OostervoortschediepDe loop van de Drentse Aa is redelijk, zo niet bijna geheel natuurlijk gebleven. De vele toevoerstroompjes meanderen nog langs bosranden en door sompige landerijen. Na vele namen te hebben gehad, zo’n beetje elk dorp geeft zijn naam aan het water als het er langs stroomt, komt de Drentse Aa uiteindelijk in het Noordwillems kanaal terecht. Tot aan de stadsgrens zijn er nog stukken te vinden van de oorspronkelijke loop. In de stad zijn nog vele verwijzingen naar de band van Groningen met deze rivier. Kleine der Aa, Hog>e der Aa, A brug, Aa straat en A kerk.

Waar vroeger de handelsschepen aanlegden en nu nog vele pakhuizen het water omhelzen, eindigde de Drentse a om in het Reitdiep op te gaan, verder richting zee. Ook nu nog liggen veel schepen in het laatste stuk van de Drentse Aa, het Lage der Aa.

De Hanzehandelsstad Groningen is met de zee verbonden door het Reitdiep. “Reit”is Grunnings veur riet. Eb en vloed bepaalden vroeger de waterstand tot aan de stadsrand totdat het zoute zeewater voorgoed werd buitengesloten door dijken en sluizen. Doordat het Reitdiep bijna nergens gekanaliseerd is kronkelt het nog zoals vroeger door “het weidse Groningse”.

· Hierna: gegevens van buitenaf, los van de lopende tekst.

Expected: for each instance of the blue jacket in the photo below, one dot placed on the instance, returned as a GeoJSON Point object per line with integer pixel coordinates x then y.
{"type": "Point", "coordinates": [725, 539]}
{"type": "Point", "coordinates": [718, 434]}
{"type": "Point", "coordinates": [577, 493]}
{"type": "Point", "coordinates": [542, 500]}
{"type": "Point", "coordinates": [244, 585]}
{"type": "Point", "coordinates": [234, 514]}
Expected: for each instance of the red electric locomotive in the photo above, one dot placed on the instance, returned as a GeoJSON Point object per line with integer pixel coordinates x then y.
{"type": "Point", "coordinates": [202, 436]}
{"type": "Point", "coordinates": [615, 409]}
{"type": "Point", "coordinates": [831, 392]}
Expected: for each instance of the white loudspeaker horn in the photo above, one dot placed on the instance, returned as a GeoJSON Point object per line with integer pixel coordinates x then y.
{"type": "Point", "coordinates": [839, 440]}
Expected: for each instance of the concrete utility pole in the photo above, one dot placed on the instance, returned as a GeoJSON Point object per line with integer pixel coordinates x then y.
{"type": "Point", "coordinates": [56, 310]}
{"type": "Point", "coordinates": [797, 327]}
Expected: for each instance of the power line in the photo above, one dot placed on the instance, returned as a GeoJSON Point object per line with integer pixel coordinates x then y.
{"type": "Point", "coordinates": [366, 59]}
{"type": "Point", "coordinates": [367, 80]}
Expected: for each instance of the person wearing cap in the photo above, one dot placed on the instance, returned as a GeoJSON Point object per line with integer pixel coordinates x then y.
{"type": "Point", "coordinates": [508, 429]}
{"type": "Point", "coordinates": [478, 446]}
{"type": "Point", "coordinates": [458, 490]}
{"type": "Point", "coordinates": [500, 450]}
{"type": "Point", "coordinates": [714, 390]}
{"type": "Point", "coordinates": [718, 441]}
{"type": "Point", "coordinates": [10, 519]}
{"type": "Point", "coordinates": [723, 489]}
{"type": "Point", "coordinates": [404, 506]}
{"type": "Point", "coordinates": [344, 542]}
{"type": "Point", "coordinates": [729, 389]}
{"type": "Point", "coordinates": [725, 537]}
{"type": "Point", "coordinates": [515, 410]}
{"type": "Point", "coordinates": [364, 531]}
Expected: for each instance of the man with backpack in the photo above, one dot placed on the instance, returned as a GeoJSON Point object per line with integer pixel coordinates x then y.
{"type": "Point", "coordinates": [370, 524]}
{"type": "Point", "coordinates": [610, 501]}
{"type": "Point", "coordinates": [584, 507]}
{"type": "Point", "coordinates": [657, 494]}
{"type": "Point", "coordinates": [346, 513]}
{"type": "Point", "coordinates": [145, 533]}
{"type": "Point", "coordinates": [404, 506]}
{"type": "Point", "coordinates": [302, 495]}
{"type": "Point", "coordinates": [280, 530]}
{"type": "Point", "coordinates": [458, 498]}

In Zoutkamp stroomt het Reitdiep het Lauwersmeergebied in dat pas in de 60er jaren zoet werd. Nog steeds is zoutkamp een vissersdorp met een grote recreatiehaven. Na eerst nog even de Zoutkamperril te worden genoemd wordt het water steeds breder om tenslotte het Lauwersmeer te vormen. Vanuit Friesland stroomt ook de rivier “de Lauwers” het meer in en geeft het er zijn naam aan.

Voor de kantvissers is het water veelal onbereikbaar door enorme rietvelden en daar waar het water wel bereikbaar is voor een visser is het vaak een verboden natuurgebied. Vogelaars vinden er een waar paradijs want met de verrekijker is er veel te zien. Naast een paar kleine stukjes is alleen de laatste grote baai, Robbengat, open en toegankelijk voor recreatie en dus bevisbaar voor vissers vanaf de wal. Ook aan de Friese kant is de toegankelijkheid minimaal. Vanaf de zeedijk tot Oostmahorn geeft de meeste mogelijkheden. Toch blijft het een prachtig gebied met grote natuurwaarde voor vissers en niet-vissers.

De grote spuisluizen bij Lauwersoog spugen tenslotte, met eb, het zoete water het Wad op. Water dat tot dan zo’n dikke 100 kilometer afgelegd heeft. De vliegvisserij in “het zoute” staat hier nog in de kinderschoenen, impopulair door de slechte resultaten van eerdere pogingen.

Voor de visserij gaan we de andere kant op. We kunnen het water in Groningen verdelen in enkele grote gebieden die vaak op elkaar lijken, in ieder geval ongeveer dezelfde cyclus kennen.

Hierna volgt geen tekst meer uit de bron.